Abstract

On intertropical coastlines, coral boulders located on the reef platform are often used to characterize high-energy marine inundations of the past. Precise U/Th coral dating provides opportunities to assess the timing and recurrence of these events. However, this method of dating is subject to several limitations, as revealed by studying live coral cover at five islands in French Polynesia, since the early 1990s. We show that live coral assemblages experience very different changes within the islands of the same archipelago. Moreover, our observations show that the passage of a cyclone causes almost complete disappearance of the most recent coral in the coral boulder formation zone. This analysis shows that the probability of taking coral samples that were alive on the day of the high-energy marine inundation is extremely low.
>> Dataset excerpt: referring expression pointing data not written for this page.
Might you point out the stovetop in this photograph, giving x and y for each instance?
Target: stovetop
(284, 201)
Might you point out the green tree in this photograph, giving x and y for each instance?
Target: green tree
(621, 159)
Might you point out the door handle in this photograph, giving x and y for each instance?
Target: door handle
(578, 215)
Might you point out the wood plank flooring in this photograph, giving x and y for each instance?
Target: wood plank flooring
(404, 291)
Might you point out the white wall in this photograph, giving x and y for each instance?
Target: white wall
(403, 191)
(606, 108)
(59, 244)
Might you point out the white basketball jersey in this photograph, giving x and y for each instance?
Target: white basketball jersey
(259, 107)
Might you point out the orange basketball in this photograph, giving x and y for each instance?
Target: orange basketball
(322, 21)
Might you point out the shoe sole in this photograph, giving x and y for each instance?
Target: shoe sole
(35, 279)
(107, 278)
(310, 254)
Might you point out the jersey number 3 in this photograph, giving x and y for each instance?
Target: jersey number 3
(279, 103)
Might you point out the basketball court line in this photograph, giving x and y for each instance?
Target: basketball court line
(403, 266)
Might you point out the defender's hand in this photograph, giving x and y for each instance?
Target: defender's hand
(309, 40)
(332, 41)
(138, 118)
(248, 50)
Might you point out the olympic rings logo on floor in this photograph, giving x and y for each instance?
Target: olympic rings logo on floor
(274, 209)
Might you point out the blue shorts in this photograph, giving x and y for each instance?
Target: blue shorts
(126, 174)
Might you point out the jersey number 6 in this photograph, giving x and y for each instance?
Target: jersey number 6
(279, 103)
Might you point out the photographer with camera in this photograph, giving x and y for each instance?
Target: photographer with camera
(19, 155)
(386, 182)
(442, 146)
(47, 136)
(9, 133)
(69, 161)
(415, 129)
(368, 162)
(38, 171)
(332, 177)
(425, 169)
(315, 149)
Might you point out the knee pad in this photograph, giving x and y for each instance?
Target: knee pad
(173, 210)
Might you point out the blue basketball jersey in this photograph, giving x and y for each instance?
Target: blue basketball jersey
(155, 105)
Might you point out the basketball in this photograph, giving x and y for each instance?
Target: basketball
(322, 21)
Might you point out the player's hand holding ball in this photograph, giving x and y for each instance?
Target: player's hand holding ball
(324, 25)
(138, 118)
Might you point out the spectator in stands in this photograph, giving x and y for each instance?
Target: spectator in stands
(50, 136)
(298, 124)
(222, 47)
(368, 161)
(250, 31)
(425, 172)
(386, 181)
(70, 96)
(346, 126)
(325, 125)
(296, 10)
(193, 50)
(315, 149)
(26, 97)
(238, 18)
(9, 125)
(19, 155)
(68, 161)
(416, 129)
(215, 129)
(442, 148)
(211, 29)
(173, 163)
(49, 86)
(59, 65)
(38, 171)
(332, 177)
We have clarified the limitations of this method based on the dating of coral assumed to be alive on the day of the well-documented high-energy marine inundation of 1903 AD. The dating of 24 samples taken from 22 boulders from 3 islands of the Tuamotu Archipelago shows that important parts of the coral were dead when displaced by the marine inundations, thereby overestimating the timing of the disturbance event. As such, U/Th coral dating has limited application for establishing the precise timing for high-energy marine inundations with a return period of less than a century, but may be useful for exploring infrequent and extreme events such as the cyclone that ravaged the Tuamotu atolls in 1903. Indeed, we observed that this cyclone is the one that produced the world’s largest reef-platform coral boulders (more than 100 m3). We also provide evidence of an earlier event in the center of the Tuamotu Archipelago, during the middle of the first century AD.